The Hirtz compass is a medical device previously used to determine the location and aid the removal of bullets and shrapnel in a patient's body. The device would be used by a surgeon who would, with the help of x-ray photographs, precisely remove the foreign object. The device would usually give a location within 1 or 2 millimeters of the foreign object. At its peak, the average rate of projectile removal when the device was used by local surgeons reached approximately 90%. The device was extensively used during World War I.

==History==
The Hirtz compass was invented in 1907 by E. J. Hirtz, a French radiologist working at a military hospital.

==Procedure==
First, the compass is carefully secured and the penetration needle is brought in contact with the skin. The compass will then give the location of the incision and the depth and direction of the projectile. The compass is then removed and an incision is made in the indicated direction. The surgeons left index finger is put into the wound and the compass is secured in place above the surgeon's left hand. The indicator needle is then pressed into the route prepared by the left index. At the point where the indicator needle ends, the surgeon should be able to feel the bullet which can then be removed.

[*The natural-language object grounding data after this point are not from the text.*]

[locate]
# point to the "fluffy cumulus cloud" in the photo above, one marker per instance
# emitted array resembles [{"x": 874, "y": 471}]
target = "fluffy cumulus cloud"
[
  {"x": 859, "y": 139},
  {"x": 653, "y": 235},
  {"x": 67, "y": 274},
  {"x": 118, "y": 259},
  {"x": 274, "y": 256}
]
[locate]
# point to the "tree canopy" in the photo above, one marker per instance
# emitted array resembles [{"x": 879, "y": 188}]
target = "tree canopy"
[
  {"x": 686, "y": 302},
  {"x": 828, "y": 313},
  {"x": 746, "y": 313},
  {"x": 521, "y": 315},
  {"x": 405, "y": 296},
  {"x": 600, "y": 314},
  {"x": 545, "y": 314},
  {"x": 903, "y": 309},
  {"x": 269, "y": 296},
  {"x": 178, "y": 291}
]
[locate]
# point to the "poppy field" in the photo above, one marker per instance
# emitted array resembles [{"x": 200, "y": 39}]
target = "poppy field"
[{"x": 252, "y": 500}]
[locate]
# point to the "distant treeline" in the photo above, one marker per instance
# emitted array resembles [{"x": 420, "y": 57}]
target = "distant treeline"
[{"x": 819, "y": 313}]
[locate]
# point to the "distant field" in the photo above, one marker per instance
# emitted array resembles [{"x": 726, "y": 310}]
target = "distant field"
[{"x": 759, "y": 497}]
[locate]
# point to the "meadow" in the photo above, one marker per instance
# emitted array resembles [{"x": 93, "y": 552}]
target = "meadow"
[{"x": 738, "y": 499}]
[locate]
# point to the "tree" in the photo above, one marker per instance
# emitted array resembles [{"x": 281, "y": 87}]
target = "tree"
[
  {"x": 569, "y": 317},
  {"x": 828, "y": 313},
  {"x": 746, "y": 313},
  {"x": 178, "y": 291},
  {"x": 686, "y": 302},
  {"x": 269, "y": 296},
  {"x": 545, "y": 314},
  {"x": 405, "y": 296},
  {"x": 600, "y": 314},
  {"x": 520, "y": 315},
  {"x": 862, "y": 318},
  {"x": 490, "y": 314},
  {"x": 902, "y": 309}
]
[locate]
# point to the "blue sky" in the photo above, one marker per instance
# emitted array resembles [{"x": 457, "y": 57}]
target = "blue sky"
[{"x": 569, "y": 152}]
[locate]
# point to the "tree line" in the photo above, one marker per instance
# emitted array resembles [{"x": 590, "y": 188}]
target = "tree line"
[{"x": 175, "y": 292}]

===Difficulties and problems with the procedure===
The procedure requires a large area of skin to be left uncovered, which is sometimes an inconvenience for the surgeon. The main problem with the device is the fact that the patient's soft body parts can change shape and thus give inaccurate results. When the projectile is to be extracted from muscular tissue, the procedure must be done with completely relaxed muscles, therefore needing complete anesthesia. Otherwise, the contractions would displace the foreign object making removal with the aid of the compass difficult.